Graduate Thermal stresses in the stress tensor

[hunt_mat]

TL;DR

How to I include thermal stresses in the stress tensor

Suppose I have a mechanical stress tensor \sigma. Say I have the stress tensor for viscous flow:
\boldsymbol{\sigma}=-p\mathbf{I}+\frac{1}{2}(\nabla\mathbf{u}+(\nabla\mathbf{u})^{T})
If the thermal flux is given by \boldsymbol{\sigma}_{th}=\alpha T\mathbf{I}, so I have a total flux as:
\boldsymbol{\sigma}=-p\mathbf{I}+\frac{1}{2}(\nabla\mathbf{u}+(\nabla\mathbf{u})^{T})+\alpha T\mathbf{I}
Is this correct?

 

[Chestermiller]

TL;DR Summary: How to I include thermal stresses in the stress tensor

Suppose I have a mechanical stress tensor \sigma. Say I have the stress tensor for viscous flow:
\boldsymbol{\sigma}=-p\mathbf{I}+\frac{1}{2}(\nabla\mathbf{u}+(\nabla\mathbf{u})^{T})
If the thermal flux is given by \boldsymbol{\sigma}_{th}=\alpha T\mathbf{I}, so I have a total flux as:
\boldsymbol{\sigma}=-p\mathbf{I}+\frac{1}{2}(\nabla\mathbf{u}+(\nabla\mathbf{u})^{T})+\alpha T\mathbf{I}
Is this correct?

Your original equation is for an incompressible fluid.

 

[Andy Resnick]

I don't think so, at least the reference I found below indicates something different in Eq. 4:

https://www.sciencedirect.com/scien...be calculated,is the Kronecker delta function.

 

[Chestermiller]

The correct equation for a compressible viscous fluid without thermal expansion is \boldsymbol{\sigma}=-(p+\frac{2\mu}{3 }\nabla \centerdot \mathbf u)\mathbf{I}+\mu(\nabla\mathbf{u}+(\nabla\mathbf{u})^{T})
With thermal expansion, this becomes \boldsymbol{\sigma}=-(p+\frac{2\mu}{3 }(\nabla \centerdot \mathbf u-\alpha \frac{D T}{Dt}))\mathbf{I}+\mu(\nabla\mathbf{u}+(\nabla\mathbf{u})^{T})The thermal expansion term is usually considered negligible in determining the stress.

 

[hunt_mat]

The correct equation for a compressible viscous fluid without thermal expansion is \boldsymbol{\sigma}=-(p+\frac{2\mu}{3 }\nabla \centerdot \mathbf u)\mathbf{I}+\mu(\nabla\mathbf{u}+(\nabla\mathbf{u})^{T})
With thermal expansion, this becomes \boldsymbol{\sigma}=-(p+\frac{2\mu}{3 }\nabla \centerdot \mathbf u-\alpha \frac{\partial T}{\partial t})\mathbf{I}+\mu(\nabla\mathbf{u}+(\nabla\mathbf{u})^{T})The thermal expansion term is usually considered negligible in determining the stress.

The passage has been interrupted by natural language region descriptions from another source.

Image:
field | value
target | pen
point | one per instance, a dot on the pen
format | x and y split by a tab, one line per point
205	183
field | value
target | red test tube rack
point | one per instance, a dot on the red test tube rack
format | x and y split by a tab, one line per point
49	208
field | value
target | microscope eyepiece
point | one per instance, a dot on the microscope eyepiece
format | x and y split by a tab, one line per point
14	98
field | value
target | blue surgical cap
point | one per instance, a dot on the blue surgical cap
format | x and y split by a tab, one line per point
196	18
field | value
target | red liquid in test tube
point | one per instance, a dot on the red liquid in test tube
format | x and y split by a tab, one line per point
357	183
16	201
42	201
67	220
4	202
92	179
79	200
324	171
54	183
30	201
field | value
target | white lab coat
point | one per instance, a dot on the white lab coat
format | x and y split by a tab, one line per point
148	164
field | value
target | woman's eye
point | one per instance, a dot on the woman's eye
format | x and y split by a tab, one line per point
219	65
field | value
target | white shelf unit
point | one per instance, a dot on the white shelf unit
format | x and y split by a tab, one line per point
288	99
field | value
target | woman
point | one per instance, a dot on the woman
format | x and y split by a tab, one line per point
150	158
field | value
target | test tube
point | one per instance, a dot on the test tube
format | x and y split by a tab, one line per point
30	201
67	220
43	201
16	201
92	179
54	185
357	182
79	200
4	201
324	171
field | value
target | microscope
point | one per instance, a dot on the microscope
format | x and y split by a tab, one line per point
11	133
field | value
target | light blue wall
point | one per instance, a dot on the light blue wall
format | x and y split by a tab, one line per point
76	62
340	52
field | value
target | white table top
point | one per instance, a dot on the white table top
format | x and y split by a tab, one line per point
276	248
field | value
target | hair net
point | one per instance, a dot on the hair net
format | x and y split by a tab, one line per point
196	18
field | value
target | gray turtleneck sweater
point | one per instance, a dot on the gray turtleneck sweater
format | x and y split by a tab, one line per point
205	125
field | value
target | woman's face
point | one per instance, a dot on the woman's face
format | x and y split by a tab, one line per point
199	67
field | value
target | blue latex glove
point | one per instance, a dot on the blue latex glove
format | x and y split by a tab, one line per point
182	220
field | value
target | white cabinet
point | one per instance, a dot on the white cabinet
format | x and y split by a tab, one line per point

Hi, thanks for your reply. I'm not interested in expansion, but thermal stresses within a material. I want temperature to be coupled to Navier's equations. I would include the \partial_{t}T term as part of the stress tensor to fully couple the derivative?

I'm thinking of sintering with this application, and how thermal expansion affects everything.